Марков тихо спросил:

— Как это случилось?

— Вашего отца убил предатель… Хотите все знать? Тогда слушайте. Только прошу, не перебивайте меня. Я очень волнуюсь. Это был ваш отец, но я очень волнуюсь…

И капитан Тарасов рассказал все, что узнал от боцмана Колосова. Марков достал из кармана кителя сигареты. Закурил. Он глядел в открытый иллюминатор на сияющий вдали залив. Солнце и небо уже погасли, было тихо, в зыбкой дреме застыло море. Марков глотнул дым, а когда гость умолк, тяжело и неторопливо заходил по каюте. Курить уже не хотелось, и он пальцами загасил сигарету. Посмотрел на капитана.

— Простите… — глухо сказал Марков. — Сколько лет прошло, я не знал, как погиб отец, а тут вдруг все разом открылось. Простите… Да, — спохватился он, — скажите, а как мне увидеть убийцу отца?

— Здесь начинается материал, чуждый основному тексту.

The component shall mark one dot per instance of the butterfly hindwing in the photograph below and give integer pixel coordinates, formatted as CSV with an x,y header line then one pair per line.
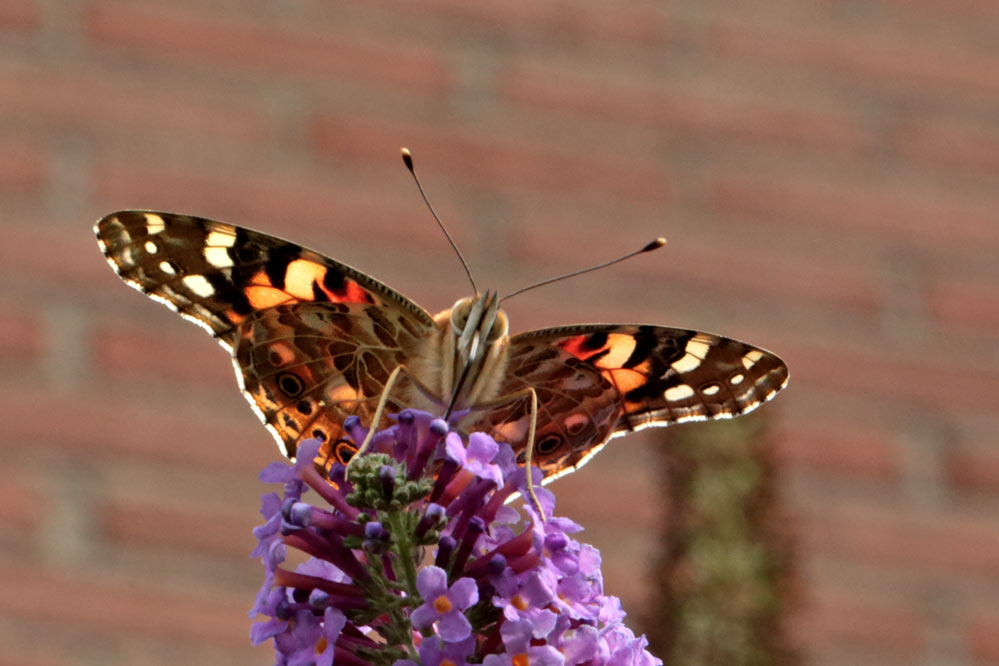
x,y
308,366
598,381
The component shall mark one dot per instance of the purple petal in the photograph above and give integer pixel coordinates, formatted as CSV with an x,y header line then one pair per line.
x,y
454,626
261,631
482,447
431,583
424,616
464,593
545,655
454,448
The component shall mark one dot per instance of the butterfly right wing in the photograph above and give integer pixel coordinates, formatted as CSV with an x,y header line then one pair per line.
x,y
597,381
313,340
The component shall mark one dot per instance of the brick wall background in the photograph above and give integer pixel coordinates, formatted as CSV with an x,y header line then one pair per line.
x,y
827,174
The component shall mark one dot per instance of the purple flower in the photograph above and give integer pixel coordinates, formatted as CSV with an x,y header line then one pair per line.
x,y
443,605
435,651
361,597
477,458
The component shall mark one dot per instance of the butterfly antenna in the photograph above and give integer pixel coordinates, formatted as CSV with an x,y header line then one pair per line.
x,y
407,158
654,245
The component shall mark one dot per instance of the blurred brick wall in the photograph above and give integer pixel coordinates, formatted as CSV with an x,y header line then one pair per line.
x,y
827,173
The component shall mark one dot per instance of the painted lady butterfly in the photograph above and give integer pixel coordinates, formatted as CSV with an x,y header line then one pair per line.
x,y
314,341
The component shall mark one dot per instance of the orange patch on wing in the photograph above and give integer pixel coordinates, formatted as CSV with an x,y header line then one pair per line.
x,y
625,380
261,297
352,293
341,393
574,346
300,275
619,348
234,316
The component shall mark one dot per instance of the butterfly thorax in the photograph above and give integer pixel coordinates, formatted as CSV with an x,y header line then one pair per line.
x,y
463,362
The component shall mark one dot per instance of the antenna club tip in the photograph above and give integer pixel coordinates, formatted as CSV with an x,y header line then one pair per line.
x,y
655,245
407,157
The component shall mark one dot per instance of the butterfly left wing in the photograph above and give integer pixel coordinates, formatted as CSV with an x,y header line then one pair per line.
x,y
598,381
313,340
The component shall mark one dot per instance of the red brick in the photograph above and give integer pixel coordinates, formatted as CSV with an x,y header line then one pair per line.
x,y
20,15
22,168
374,211
21,334
970,470
938,385
490,162
77,97
203,531
838,619
983,638
21,504
18,659
951,145
763,274
95,424
867,455
641,23
69,260
903,215
723,118
977,13
325,50
110,606
928,546
877,54
126,349
970,306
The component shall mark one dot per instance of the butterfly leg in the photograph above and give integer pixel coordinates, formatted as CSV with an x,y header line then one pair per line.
x,y
377,418
530,394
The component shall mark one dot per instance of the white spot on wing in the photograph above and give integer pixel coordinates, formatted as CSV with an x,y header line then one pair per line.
x,y
687,363
218,256
678,392
199,285
750,359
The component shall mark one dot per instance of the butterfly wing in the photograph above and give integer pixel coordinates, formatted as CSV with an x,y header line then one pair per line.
x,y
598,381
313,340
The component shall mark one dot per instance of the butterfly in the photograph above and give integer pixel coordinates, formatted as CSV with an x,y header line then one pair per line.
x,y
314,341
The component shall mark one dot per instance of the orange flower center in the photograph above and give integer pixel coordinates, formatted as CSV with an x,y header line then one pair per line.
x,y
442,604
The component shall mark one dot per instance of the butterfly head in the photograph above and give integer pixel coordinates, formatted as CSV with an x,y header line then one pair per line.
x,y
477,324
476,333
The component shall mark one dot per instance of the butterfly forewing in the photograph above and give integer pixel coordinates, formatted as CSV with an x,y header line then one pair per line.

Тарасов сказал, что это невозможно.

«Его увезли в Москву, и я не смог его увидеть, — пожалел Марков. — А мне так хотелось увидеть хотя бы его глаза».

Тарасов тихо обронил:

— Я пойду. Вечером мне на поезд…

Он ждал, что Марков попросит что-либо передать капитану 1-го ранга Егорову, потому что тот жил в Москве, куда возвращался Тарасов после выполнения задания. Там его ждала жена, дочурка, которой пошел пятый годик и которую он так давно не видел. Но капитан 3-го ранга вдруг спросил о письмах. Откуда их взял боцман, как они оказались у него? Тарасов давно ожидал этого вопроса, поэтому ответил без промедления. Перед войной Андрей Марков стоял на квартире у матери работницы рыбного порта Зоси, той самой Зоси, с которой боцман после войны был в близких отношениях. Находясь в море, Андрей часто писал письма, но жене не отправлял — боялся, что она станет волноваться. А волноваться ей было нельзя — собиралась рожать. В тот роковой день, когда тральщик уходил на боевое задание, Марков спрятал письма в чемодан и наказал хозяйке беречь их. «А если что со мной случится, то прошу вас, Зося, отправить их моей жене, — попросил он. — Только не торопитесь, а то я могу и задержаться в море…» Больше хозяйка его не видела. Вскоре пришел к ней боцман, знавший, где квартировал командир тральщика, и сказал, что тот погиб, а он, Колосов, после ранения едет в отпуск и завезет письма жене Маркова.

— Но он их вашей матери не отвез, — закончил Тарасов.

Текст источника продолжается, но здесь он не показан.